Дудник поморщился, взвел гранату и сунул ее за пазуху.
Прошло две секунды…
И тут Дудник увидел лицо Льва Пакуса, лицо еще из двадцать первого года, еще не до конца сожженное чахоткой, лицо уполномоченного особого отдела ВЧК по борьбе с бандитизмом, его лихорадочно горящие глаза, услыхал его голос: «Ты, Дудник, еще доживешь до хорошей жизни. Может, и до коммунизма доживешь. И тогда поймешь, что все – и муки эти, и кровь, и смерти, и страдания – все было не зря». Пакус силился еще что-то сказать, но это был уже другой Лев Пакус – из весны тридцатого года, тот Пакус, которого он допрашивал по обвинению в троцкизме. «Ты, Лева, не дожил до своего коммунизма, – произнес Дудник, не замечая, что говорит вслух. – И я не дожил тоже. Оно, может, и к лучшему…»
Прошло пять секунд…
Дудник чувствовал бег секунд всем своим существом. Раньше не замечал часов, дней, лет, только одни верстовые столбы, возле которых происходили резкие повороты в его судьбе, а тут – секунды. За эти секунды перед его внутренним взором пролетали видения из его прошлой, большей частью позабытой им жизни. Промелькнуло лицо Мартемьянова – как ложится на него печать смерти. За ним вдруг глянули изумленные глаза молоденького деникинского офицера, которому Дудник в сабельной рубке отхватил кисть руки; жалкие лица подследственных тамбовских крестьян, растерянные лица героев Испании, снова Пакус… Только не было чего-то главного в этих мимолетных видениях.
И вдруг пришло.
На какую-то долю секунды перед широко распахнутыми глазами Артемия возник росный луг, подернутый пеленой тумана, лоснящиеся спины коров, красное солнце, катящееся по зубчатому частоколу елового леса… и он сам, Артемка Дудник, пастушок из маленькой рязанской деревушки, бредущий по росной траве вслед за коровами…

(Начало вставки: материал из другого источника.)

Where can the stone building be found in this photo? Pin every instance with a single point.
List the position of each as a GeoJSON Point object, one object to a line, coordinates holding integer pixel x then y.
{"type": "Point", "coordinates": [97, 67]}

Сердце сжалось от боли и тоски, глаза наполнились горячими слезами…
Семь секунд истекло…
Взрыва гранат бывший подполковник Артемий Дудник, проживший много всяких жизней, да так и не сумевший понять, какая из них была настоящая, не услыхал. Что-то огромное и тупое ударило его в грудь и сразу же швырнуло в черноту – и он за какие-то мгновения в этой черноте растворился. Весь, без остатка.
Лишь синица запищала и заметалась среди елок, да фельдшер с бабьим лицом, перевязывавший очередного раненого, услыхав близкий хлопок гранаты в той стороне, куда ушел маленький солдатик, в тревоге поднял голову.